- The Washington Times - Tuesday, October 4, 2016

President Obama criticized Senate Republicans Tuesday for allowing the Supreme Court to begin its new term with one vacant seat, and the White House addressed the vacancy’s potential impact on the presidential election if the results were thrown into court.

“In a city of self-inflicted wounds, this one is more dangerous and less defensible than most,” Mr. Obama wrote in the Huffington Post. “This is about the obstruction of a broken Republican-led Congress.”

Mr. Obama nominated Judge Merrick Garland to the high court 202 days ago to fill the vacancy created by the death of Justice Antonin Scalia. But Senate Republicans have refused to hold a confirmation hearing or a vote, saying the next president should choose a nominee.

In the meantime, the Court opened its new term this week ideologically split 4-4 between its conservative and liberal wings.

At the White House press briefing, reporters raised the questions of whether the Court would be unable to weigh in on the presidential election if needed, as it did in 2000 when justices ruled that a recount in Florida should be halted.

White House press secretary Josh Earnest said “it’s hard to speculate at this point what sort of role the Supreme Court could have” on the election. But he said Mr. Obama is “deeply concerned” in general about the impact of the vacancy.

Mr. Earnest said of Judge Garland, “His treatment by Republicans in the United States Senate has been terrible.”

Senate Majority Leader Mitch McConnell, Kentucky Republican, has ruled out voting on the Garland nomination in a lame-duck session after the election. Mr. Earnest said the president still hopes that Judge Garland eventually will get a hearing.

“The president is hopeful that there will be a course correction implemented,” Mr. Earnest said. “Probably not under Leader McConnell’s watch; he’s the one that’s broken the system.”

McConnell aide Don Stewart noted that Mr. Obama, while a senator in 2005, led a filibuster against the nomination of eventual Supreme Court Justice Samuel Alito Jr.

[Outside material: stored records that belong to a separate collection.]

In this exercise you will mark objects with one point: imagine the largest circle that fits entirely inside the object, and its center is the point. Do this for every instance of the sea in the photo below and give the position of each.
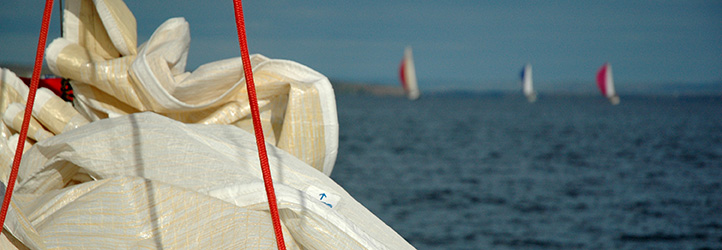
(474, 171)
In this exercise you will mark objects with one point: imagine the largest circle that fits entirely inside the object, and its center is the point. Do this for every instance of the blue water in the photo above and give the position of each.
(567, 172)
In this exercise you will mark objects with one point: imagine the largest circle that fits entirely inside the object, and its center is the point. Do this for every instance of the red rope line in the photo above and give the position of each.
(260, 141)
(28, 108)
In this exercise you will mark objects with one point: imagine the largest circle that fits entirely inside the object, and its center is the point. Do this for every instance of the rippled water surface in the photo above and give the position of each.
(483, 172)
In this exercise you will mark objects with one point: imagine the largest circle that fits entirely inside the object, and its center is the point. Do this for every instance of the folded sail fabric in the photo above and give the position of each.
(111, 77)
(144, 180)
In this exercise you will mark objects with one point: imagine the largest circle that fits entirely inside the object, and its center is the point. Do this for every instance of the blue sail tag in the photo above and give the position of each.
(329, 199)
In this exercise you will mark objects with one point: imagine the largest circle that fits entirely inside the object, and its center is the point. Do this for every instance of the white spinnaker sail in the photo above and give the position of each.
(527, 83)
(605, 82)
(408, 75)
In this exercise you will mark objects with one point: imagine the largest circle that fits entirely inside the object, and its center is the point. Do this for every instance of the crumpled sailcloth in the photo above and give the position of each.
(152, 156)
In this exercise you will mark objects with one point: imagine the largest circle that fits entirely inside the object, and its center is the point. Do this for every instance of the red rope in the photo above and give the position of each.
(28, 108)
(260, 142)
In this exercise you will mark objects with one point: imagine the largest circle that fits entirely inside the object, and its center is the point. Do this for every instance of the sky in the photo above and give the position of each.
(457, 44)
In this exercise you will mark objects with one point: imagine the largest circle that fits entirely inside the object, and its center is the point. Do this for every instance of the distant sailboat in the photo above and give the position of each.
(407, 73)
(606, 83)
(527, 84)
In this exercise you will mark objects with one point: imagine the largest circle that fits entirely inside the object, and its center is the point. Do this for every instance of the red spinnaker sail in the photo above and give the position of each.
(402, 74)
(602, 79)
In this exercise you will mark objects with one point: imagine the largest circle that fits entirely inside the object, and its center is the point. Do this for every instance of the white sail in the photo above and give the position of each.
(527, 83)
(407, 73)
(605, 82)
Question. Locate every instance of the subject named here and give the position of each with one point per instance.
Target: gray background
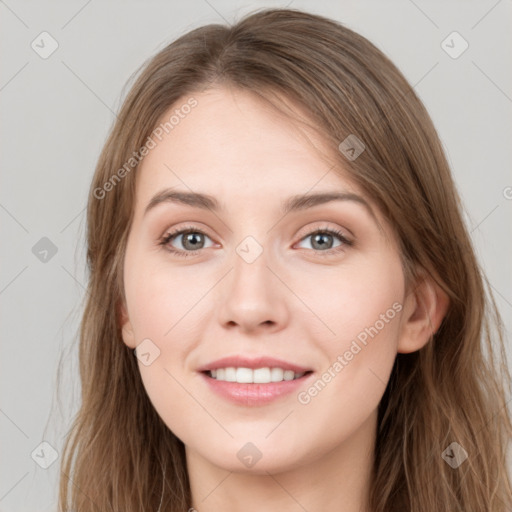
(56, 113)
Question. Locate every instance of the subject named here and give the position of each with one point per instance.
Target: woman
(284, 307)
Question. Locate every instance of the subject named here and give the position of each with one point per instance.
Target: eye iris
(191, 238)
(318, 236)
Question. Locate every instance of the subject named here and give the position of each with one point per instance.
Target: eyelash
(191, 229)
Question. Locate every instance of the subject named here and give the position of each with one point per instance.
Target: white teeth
(257, 376)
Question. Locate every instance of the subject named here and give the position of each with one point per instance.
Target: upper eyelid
(194, 229)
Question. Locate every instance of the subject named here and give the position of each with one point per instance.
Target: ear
(425, 307)
(126, 326)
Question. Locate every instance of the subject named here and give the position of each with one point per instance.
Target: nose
(253, 298)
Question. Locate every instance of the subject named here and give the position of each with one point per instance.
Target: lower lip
(254, 394)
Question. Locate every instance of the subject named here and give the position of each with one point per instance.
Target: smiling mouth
(256, 376)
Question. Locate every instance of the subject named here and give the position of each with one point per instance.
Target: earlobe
(425, 308)
(126, 327)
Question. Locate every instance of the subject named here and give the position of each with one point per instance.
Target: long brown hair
(120, 455)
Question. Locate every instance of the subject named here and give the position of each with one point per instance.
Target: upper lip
(240, 361)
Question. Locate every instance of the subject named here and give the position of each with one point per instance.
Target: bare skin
(292, 302)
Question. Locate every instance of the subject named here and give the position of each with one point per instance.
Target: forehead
(236, 140)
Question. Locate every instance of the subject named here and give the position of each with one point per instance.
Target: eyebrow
(294, 203)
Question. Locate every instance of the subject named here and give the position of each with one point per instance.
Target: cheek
(348, 300)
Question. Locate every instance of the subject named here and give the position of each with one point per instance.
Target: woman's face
(258, 282)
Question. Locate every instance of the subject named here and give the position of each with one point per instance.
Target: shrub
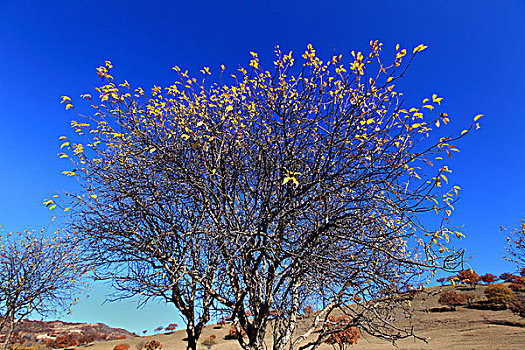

“It is accurate to say that Leader McConnell believes the American people should be heard and that the next president will make the nomination to fill this vacancy,” Mr. Stewart said. “But since Josh [Earnest] knows that his boss was one of the first ever to filibuster a Supreme Court nominee, it takes a creative imagination to say what he said today.”

Sen. Michael Bennet, Colorado Democrat, said the Republicans are taking a “radical departure” from the Constitution by blocking the nomination in an election year.

“The majority’s refusal to even consider Judge Garland’s nomination is the most egregious example of Washington dysfunction I have seen,” Mr. Bennet said on the Senate floor last week. “The majority’s failure to fulfill our constitutional responsibilities isn’t even about policy, it is about politics. It is about rolling the dice on an election, instead of following the plain text of the Constitution and more than two centuries of Senate tradition in the history of the United States.”

Sen. Jeff Flake, Arizona Republican, is among those who don’t dispute that partisan politics is the primary cause of the impasse.

“Our position shouldn’t be that the next president ought to decide,” he said of Senate Republicans. “Nobody really believes that, because if this were the last year of a Republican presidency, nobody would say that.”

He told the Daily Beast, “Our position ought to be to confirm the most conservative justice to replace Scalia — to maintain the balance on the Court. That ought to be the principle, and that would allow for us to go with Garland if the alternative is somebody more liberal.”

In his op-ed, Mr. Obama said the nomination is just one example of how congressional Republicans “have traded progress for partisanship.”

“Republican leaders in Congress have proven they won’t work with my administration, but along the way, they’ve lost sight of their basic mission,” Mr. Obama wrote. “They can’t even meet their own goals. Republicans say they care about good paying jobs, but they’re ignoring one of the best ways to create them by refusing to make long overdue investments rebuilding our roads, bridges, ports and airports. They can’t move the ball forward on tax reform, one of the GOP’s biggest priorities, and they continue to delay serious funding to combat an opioid epidemic that has devastated the lives of many of their constituents. They talk a great deal about poverty, but refuse to address it in a meaningful way.”